Sunday 15 August 2021

Burntcoat

 


The name is inexplicable in the deeds — some eponymous merchant’s, an incendiary event. I admit, it was the name that made me want the building, as well as the proportions. Such things shouldn’t be meaningful, but they are. Even renovated, Burntcoat is ugly by most standards, a utilitarian warehouse, but it stands beside the river’s lambency — a hag in a bright mirror.

 


Sarah Hall apparently began writing Burntcoat on the first day of the UK’s COVID-related lockdown in March of 2020 (finding time to work in the early hours before homeschooling her daughter) and everything about this novel struck me as a perfect literary response to what Hall (and the rest of us) lived through over the last year. I have appreciated other recent novels that serve to record some of the specific details of the living-through-a-pandemic experience, but Burntcoat is the first I’ve read that puts that experience through the crucible of artistic sensibility and turns the details into art. This novel engaged me on every level, the language provoked and delighted me, and I think it’s as near a perfect response to these crazy times as we are likely to get. (Note: I read an ARC through NetGalley and passages recorded may not be in their final forms.)

People say timing is everything, and it’s true. You arrived just as that brilliant, ill star was annunciating. I imagine you as a messenger. You were the last one here before I closed the door of Burntcoat, before we all shut our doors.
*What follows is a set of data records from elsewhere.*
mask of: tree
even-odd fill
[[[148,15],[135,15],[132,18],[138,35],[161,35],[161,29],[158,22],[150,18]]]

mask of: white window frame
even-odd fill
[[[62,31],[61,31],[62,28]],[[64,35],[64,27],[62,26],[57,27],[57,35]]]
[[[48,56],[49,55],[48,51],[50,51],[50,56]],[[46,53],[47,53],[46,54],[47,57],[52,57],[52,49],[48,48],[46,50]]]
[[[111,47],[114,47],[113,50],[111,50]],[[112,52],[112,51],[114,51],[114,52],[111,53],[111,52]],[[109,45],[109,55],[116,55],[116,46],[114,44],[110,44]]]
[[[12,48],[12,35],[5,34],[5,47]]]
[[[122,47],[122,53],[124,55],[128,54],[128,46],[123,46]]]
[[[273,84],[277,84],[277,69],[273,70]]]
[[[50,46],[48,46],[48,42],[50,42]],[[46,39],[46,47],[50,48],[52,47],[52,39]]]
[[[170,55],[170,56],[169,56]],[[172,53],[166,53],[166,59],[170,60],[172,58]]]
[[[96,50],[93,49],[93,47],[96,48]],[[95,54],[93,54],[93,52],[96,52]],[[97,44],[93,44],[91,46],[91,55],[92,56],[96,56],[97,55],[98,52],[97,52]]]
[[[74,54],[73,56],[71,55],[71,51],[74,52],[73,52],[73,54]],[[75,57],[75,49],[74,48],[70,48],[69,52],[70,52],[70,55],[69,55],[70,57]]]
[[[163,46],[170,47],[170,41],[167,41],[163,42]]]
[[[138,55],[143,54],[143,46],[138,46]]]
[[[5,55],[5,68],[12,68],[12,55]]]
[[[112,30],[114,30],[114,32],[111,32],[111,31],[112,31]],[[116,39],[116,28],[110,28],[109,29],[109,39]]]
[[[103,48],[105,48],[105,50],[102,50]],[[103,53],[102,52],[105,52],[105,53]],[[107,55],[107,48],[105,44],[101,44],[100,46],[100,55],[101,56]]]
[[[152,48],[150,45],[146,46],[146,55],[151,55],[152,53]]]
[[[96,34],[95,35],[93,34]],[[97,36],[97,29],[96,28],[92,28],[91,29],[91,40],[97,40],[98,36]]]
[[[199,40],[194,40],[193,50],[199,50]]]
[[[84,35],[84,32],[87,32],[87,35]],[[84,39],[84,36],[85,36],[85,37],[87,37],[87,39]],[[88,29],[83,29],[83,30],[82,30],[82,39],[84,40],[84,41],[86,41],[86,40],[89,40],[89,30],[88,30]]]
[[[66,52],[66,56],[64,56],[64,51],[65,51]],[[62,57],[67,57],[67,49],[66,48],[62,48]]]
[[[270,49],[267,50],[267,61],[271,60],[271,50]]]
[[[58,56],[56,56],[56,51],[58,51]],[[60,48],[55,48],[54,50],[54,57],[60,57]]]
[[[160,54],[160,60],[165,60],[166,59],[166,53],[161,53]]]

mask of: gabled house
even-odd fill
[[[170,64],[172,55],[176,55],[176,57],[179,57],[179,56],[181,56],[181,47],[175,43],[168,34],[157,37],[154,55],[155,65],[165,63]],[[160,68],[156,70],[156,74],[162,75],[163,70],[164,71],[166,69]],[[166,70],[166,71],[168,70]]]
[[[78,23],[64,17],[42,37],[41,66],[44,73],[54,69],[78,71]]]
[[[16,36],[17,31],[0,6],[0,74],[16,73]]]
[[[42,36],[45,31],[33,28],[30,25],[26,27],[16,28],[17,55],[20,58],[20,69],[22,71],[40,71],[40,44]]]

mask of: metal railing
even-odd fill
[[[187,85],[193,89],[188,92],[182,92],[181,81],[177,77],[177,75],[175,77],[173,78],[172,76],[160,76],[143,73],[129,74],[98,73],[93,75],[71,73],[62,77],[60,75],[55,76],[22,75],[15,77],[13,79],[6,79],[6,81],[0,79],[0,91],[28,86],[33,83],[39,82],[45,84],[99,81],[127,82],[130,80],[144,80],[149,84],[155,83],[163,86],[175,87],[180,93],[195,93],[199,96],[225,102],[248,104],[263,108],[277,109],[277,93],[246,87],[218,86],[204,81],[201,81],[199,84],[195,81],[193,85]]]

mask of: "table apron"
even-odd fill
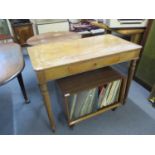
[[[131,61],[139,58],[140,50],[129,51],[109,55],[106,57],[95,58],[91,60],[81,61],[78,63],[67,64],[59,67],[54,67],[42,71],[37,71],[39,82],[47,82],[50,80],[60,79],[70,75],[95,70],[98,68],[111,66],[126,61]],[[43,75],[44,74],[44,75]]]

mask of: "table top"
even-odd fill
[[[24,67],[21,47],[16,43],[0,45],[0,85],[18,75]]]
[[[34,70],[57,68],[141,49],[140,45],[106,34],[28,48]]]
[[[49,42],[55,43],[58,41],[62,42],[79,38],[81,38],[81,35],[75,32],[48,32],[31,37],[27,40],[27,44],[34,46]]]
[[[109,31],[114,31],[122,35],[134,35],[134,34],[140,34],[144,33],[145,28],[110,28],[104,23],[98,23],[98,22],[90,22],[91,25],[109,30]]]

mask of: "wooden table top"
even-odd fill
[[[98,23],[98,22],[91,22],[91,25],[109,30],[109,31],[114,31],[122,35],[133,35],[133,34],[140,34],[144,33],[145,28],[110,28],[104,23]]]
[[[15,43],[0,45],[0,85],[18,75],[24,67],[21,47]]]
[[[140,49],[140,45],[107,34],[29,47],[28,53],[34,70],[40,71]]]
[[[75,32],[48,32],[31,37],[27,40],[27,44],[34,46],[49,42],[62,42],[79,38],[81,38],[81,35]]]

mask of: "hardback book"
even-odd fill
[[[70,119],[76,119],[95,110],[97,104],[98,91],[97,88],[84,90],[77,94],[71,95],[70,98]]]

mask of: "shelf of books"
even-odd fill
[[[126,76],[111,67],[57,81],[69,126],[123,104]]]

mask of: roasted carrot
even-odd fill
Opening upon a scene a couple of decades in the future, 59-year old Edith Harkness — world famous sculptor; master of the Japanese Shou Sugi Ban technique of burning wood to seal it against decomposition — discovers that the AG3 novavirus, which had lain dormant in her since surviving a devastating pandemic as a young woman, has reactivated, giving her only days to live. As Edith puts the finishing touches on what is to be her final commission (a memorial piece to the millions lost to AG3, her own name already inscribed there), her memory floats over the major events of her life: a childhood with a mother left brain-damaged from a stroke (an event which caused her father to abandon them); Edith’s early years as a student and an artist; the first public commissions that gave her the small fortune to buy the industrial building “Burntcoat” (which she turned into a massive studio with a small apartment above); but especially, the intense relationship that she had started with a local restaurateur just before the lockdown began. As the streets teemed with food riots and racist attacks, and the government and health care system seemed on the brink of collapse, Edith and Halit retreated to her fortress-like building to wait out the storm. There are many graphic sex scenes (between Edith and Halit and in memories of her former lovers) but they never felt gratuitous or cheap; being thrown together as a pandemic rages outside the walls of Burntcoat is a baptism by fire and this relationship burned intensely. (It seems particularly appropriate that Halit is a Muslim immigrant from Turkey [by way of his family’s expulsion from Bulgaria], and as he is isolated from his family back home, his relationship with the white Englishwoman prods at the cultural differences between them while underscoring their meaninglessness.)

Is it possible to work with a material so long and still not understand its condition? We are figures briefly drawn in space; given temporary form in exchange for consciousness, sense, a chance. We are ready-mades, disposables. How do we live every last moment as this — savant dust?

Finding the meaning in life through art — and especially as women fighting for space in male-dominated fields — is a recurring theme here. Edith’s mother was a popular novelist before her stroke (and it isn’t until the future scenes that her books will be reassessed as “works of merit”, the “Gothic label stripped off like cheap varnish”; a dismissive term that had been “used for women whose work the establishment enjoys but doesn’t respect” as only “men are the existentialists”.) In Edith’s art school, she was the only woman interested in metal-working (and she was mocked for it), it was considered transgressive when she later wanted to learn the art of Shou Sugi Ban (women obviously have trouble controlling fire), and when her first public commission was revealed (the massive Scotch Witch rising triumphantly out of the gorse at a highway junction island, complete with provocative gashes at the mouth and crotch), male revulsion must be quelled by the female patron who funded the project who quips that it’s the perfect response to millenia of marble statues with their little white penises. The theme seems to relate to Hall herself, carving out those few hours to write every morning before domestic demands called her away from her work; and creating incisive meaning from the chaos of our times is exactly what she achieves here — the specifics don’t relate to me and my life, but every bit of it spoke to me deeply.

I’m still a halfling on the moors, finding berries, cupping from the underground river, making things out of reeds and thorns. The world exists through recreation, how it is perceived. You were a tear in all that, a gift of sudden truth. Because of you I could say, with certainty, I believe in it, all.

I love the words and the sentences and the story they add up to; I was moved emotionally and intellectually; provoked and challenged. I loved every bit of this.